Inconscientemente se llevó la mano al hombro, sintió de nuevo cómo la segunda bala del francotirador atravesaba su piel.

«Entonces hui. A través de la discoteca hasta la calle. Hacia el metro, donde Oscar me encontró».

La mancha junto a la cabeza de Altmann seguía extendiéndose, algo que ya no parecía impresionar al hombre situado junto al charco con sus zapatos de vestir.

—Hola —le saludó a Noah con una sonrisa amable. Llevaba un traje mil rayas a medida azul oscuro y una camisa sin corbata con gemelos dorados.

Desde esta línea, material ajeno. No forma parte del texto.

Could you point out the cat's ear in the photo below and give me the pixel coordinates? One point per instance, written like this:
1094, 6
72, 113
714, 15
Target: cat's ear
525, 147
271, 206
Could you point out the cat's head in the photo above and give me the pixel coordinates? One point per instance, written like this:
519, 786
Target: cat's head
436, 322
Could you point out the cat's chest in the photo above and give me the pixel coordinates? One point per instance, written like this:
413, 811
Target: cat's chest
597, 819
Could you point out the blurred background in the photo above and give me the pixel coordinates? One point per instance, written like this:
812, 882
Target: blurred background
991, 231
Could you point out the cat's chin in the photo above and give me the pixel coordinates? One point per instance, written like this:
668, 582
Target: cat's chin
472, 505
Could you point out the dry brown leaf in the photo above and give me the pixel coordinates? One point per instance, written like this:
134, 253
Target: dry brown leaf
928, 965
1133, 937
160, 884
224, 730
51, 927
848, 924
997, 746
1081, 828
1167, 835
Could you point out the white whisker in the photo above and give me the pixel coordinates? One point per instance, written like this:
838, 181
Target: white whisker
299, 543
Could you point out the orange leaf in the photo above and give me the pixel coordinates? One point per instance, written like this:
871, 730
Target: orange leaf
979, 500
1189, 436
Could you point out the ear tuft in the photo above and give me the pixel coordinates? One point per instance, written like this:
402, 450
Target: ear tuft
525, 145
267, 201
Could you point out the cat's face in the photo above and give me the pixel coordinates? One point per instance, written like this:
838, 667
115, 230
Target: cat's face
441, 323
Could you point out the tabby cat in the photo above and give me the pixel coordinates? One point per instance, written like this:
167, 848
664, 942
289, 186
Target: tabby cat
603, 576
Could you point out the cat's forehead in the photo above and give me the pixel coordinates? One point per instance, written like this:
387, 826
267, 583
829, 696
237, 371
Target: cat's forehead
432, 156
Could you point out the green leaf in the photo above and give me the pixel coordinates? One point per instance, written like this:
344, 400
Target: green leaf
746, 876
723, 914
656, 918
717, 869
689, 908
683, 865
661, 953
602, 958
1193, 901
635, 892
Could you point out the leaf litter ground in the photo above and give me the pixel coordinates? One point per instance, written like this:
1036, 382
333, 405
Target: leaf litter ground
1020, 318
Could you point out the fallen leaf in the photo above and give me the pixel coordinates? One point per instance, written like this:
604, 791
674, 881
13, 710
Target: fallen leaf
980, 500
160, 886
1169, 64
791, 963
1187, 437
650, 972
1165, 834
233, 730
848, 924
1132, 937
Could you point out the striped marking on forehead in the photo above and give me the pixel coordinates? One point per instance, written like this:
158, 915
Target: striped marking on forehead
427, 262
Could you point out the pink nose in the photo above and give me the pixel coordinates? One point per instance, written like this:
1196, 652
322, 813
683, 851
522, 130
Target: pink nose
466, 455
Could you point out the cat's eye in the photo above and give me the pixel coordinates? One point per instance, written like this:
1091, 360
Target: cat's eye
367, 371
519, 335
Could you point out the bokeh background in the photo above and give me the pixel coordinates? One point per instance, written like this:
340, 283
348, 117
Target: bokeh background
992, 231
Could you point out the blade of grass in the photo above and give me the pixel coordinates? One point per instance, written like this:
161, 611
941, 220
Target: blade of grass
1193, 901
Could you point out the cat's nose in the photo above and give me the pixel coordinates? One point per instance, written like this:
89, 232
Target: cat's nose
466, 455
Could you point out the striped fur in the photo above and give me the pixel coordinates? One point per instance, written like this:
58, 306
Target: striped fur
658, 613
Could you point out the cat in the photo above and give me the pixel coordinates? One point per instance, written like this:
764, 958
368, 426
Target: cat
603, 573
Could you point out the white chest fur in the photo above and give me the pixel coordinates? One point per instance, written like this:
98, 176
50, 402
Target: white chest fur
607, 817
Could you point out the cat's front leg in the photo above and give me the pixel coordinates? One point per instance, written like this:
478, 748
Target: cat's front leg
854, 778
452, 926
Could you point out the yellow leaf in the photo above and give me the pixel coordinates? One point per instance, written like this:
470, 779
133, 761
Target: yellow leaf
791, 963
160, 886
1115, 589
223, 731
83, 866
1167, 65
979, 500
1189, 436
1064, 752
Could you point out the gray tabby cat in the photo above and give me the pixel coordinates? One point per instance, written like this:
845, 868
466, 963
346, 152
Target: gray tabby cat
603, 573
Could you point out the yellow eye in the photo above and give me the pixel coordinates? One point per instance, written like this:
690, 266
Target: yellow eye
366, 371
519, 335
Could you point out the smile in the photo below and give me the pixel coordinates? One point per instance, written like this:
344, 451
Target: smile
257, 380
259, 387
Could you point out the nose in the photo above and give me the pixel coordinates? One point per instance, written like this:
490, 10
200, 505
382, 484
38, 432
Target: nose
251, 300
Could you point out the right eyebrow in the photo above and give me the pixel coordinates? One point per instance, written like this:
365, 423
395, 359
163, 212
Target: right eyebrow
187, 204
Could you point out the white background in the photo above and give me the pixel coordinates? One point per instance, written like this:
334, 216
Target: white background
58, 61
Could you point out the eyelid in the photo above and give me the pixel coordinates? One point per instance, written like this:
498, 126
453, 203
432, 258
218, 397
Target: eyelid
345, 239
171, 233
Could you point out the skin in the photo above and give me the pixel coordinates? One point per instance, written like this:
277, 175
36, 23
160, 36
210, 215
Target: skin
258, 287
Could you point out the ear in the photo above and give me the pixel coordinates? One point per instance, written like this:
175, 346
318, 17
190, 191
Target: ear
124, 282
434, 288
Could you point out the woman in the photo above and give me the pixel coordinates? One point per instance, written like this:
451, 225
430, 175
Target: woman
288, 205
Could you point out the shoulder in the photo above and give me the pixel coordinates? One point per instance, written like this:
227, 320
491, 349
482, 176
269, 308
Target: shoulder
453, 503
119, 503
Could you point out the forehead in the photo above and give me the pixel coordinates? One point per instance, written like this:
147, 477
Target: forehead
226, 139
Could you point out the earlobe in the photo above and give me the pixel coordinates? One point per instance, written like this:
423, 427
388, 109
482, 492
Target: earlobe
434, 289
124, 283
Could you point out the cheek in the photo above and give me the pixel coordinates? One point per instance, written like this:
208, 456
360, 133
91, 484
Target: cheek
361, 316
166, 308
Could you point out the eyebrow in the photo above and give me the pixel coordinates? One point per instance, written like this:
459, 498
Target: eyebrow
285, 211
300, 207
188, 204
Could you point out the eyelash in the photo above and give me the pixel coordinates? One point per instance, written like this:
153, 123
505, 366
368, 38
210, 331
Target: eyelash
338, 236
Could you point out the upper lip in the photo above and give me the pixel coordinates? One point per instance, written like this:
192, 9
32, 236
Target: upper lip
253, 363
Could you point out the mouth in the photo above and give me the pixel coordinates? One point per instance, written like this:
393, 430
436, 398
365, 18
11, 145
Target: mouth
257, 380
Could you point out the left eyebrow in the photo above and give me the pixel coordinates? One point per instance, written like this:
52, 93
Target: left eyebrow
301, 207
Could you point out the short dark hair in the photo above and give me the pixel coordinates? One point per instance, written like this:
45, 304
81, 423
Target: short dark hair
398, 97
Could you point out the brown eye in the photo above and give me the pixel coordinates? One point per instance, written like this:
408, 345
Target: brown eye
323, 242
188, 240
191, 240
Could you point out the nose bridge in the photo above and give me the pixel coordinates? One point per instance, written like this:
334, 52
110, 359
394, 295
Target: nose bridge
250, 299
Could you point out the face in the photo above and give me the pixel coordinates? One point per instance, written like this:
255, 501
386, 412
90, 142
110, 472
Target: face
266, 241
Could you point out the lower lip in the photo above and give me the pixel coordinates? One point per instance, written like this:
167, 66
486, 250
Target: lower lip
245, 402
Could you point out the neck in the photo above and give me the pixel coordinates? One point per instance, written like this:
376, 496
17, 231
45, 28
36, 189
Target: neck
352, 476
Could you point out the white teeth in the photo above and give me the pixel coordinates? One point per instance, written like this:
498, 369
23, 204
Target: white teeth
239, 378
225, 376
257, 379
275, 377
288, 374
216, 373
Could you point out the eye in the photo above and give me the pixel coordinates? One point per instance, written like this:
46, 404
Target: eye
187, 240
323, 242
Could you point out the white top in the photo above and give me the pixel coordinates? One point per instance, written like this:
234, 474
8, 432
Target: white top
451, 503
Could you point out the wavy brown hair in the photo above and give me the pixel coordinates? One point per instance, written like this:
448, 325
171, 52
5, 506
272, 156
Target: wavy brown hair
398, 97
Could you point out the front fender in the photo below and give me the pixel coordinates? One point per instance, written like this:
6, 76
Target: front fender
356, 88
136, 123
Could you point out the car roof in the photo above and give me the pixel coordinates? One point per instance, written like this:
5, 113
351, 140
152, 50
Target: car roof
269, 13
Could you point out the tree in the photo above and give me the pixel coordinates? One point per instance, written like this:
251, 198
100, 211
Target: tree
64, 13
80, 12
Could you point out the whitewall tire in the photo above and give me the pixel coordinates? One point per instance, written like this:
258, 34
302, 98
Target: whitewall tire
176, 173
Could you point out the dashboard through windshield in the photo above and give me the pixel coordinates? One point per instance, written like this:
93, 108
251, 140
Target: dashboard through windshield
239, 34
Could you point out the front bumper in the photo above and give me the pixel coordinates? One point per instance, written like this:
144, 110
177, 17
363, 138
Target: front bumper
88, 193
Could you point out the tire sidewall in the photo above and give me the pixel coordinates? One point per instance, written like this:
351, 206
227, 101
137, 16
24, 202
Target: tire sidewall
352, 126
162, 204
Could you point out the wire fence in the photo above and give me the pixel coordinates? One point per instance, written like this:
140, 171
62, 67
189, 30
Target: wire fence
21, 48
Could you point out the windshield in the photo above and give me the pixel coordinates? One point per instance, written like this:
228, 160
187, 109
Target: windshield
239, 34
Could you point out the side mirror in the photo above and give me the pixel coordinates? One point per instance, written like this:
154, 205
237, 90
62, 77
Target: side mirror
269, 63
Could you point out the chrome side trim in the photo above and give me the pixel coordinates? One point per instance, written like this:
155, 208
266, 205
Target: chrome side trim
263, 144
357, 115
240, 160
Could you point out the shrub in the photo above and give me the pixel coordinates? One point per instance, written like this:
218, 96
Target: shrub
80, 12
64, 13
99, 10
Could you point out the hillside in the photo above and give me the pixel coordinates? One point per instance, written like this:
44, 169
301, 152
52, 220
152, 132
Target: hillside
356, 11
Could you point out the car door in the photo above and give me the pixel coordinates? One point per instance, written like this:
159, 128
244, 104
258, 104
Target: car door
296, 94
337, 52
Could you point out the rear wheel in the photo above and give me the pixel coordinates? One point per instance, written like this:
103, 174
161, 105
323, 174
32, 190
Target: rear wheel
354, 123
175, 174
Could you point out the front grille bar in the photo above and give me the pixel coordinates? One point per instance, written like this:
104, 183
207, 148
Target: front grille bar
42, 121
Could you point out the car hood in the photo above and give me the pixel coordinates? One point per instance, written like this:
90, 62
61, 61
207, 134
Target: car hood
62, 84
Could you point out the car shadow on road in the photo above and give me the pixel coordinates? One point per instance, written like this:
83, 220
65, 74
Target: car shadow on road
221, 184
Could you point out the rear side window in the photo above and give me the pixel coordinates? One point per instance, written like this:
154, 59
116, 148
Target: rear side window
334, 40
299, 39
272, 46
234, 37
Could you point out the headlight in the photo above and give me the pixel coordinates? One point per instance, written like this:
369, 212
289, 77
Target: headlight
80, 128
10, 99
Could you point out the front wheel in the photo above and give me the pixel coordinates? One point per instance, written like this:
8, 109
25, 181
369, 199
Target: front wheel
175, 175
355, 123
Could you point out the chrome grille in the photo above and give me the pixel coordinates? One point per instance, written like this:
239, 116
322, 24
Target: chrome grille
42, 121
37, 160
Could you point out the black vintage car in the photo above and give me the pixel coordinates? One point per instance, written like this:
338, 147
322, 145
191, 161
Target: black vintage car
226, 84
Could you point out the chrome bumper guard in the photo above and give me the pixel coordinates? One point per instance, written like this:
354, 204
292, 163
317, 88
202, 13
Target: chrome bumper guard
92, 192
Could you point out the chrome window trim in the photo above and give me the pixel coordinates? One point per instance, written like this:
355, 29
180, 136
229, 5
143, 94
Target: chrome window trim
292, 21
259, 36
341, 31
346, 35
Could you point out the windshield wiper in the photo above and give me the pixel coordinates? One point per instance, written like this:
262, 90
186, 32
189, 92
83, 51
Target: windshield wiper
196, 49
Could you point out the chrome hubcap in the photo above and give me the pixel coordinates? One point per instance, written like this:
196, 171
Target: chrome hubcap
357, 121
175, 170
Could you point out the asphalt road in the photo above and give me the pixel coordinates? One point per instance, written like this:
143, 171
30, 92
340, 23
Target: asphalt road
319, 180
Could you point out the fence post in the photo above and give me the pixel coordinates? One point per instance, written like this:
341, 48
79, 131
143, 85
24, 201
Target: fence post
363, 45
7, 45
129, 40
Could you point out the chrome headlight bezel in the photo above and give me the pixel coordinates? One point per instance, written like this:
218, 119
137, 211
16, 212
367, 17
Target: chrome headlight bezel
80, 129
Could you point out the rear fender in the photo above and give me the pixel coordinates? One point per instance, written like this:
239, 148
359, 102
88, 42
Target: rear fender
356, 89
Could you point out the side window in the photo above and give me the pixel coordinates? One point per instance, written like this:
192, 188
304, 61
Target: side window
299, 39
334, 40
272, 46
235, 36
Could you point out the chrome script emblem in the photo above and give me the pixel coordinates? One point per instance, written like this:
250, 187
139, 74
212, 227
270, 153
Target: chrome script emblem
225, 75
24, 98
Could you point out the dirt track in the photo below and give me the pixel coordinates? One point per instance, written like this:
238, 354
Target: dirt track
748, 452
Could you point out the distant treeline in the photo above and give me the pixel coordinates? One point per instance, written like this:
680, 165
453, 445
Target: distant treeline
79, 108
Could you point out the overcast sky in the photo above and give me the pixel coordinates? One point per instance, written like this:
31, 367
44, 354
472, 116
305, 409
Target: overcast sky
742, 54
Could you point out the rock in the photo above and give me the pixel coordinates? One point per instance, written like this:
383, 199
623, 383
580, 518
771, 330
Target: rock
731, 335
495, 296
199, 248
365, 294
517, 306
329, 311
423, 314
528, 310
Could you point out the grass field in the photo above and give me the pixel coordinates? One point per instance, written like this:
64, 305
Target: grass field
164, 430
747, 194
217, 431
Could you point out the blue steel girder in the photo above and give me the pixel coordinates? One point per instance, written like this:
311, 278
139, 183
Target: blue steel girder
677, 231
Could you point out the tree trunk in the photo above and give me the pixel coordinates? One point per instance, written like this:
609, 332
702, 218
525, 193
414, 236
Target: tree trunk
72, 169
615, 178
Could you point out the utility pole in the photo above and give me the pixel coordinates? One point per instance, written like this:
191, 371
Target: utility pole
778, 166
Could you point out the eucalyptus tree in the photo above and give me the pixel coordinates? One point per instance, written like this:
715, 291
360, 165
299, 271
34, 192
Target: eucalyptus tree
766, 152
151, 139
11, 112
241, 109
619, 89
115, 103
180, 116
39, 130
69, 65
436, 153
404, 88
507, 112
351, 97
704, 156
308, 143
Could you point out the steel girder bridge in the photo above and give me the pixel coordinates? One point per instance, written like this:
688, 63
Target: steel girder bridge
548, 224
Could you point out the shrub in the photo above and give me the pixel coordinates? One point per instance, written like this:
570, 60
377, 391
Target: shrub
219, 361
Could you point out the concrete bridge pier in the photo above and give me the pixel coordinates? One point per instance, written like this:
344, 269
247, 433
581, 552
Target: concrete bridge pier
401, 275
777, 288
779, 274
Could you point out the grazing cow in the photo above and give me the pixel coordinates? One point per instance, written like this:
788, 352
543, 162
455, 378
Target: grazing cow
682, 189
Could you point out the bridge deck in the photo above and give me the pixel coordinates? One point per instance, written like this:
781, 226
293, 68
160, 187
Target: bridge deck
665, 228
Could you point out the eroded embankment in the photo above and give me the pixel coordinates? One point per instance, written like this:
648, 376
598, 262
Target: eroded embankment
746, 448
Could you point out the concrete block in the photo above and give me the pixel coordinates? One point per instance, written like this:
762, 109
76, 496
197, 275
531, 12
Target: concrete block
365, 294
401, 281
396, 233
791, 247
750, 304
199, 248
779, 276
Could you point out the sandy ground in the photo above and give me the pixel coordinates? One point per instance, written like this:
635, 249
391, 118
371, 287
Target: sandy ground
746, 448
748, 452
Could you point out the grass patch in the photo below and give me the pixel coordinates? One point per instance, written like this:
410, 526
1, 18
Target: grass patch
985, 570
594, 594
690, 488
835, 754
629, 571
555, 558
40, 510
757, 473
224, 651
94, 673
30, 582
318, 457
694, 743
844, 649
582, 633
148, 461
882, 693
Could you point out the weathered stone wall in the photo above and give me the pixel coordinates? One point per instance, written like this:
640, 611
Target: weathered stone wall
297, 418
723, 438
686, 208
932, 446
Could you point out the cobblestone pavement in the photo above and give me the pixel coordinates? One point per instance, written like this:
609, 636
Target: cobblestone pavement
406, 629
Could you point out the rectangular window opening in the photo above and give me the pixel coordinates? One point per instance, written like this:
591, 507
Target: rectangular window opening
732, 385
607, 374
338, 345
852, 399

—Hacía mucho que no nos veíamos. Demasiado, me temo.

Noah oyó que la puerta se cerraba tras él. Se volvió. La mujer había salido de la habitación y posiblemente había tomado posición ante la entrada.

—¿Quién es usted? —preguntó Noah. Había algo que le resultaba familiar en aquel hombre mayor que se apoyaba sobre unas muletas, pero no era ni la espalda encorvada, ni las orejas de soplillo ni los dientes torcidos.

¡Era su voz!

—Hace ya casi dos meses —dijo exactamente con el mismo tono paternal que tantas veces había oído Noah en los últimos días en su cabeza—. Así que ya no te acordarás de mí, ¿no?

«No».

—¿Nos conocemos?

El anciano sonrió con tristeza, como alguien que se despide de un ser querido para mucho tiempo, entonces se acercó cojeando a Noah y dijo:

—Me llamo Jonathan Zaphire. Soy tu padre.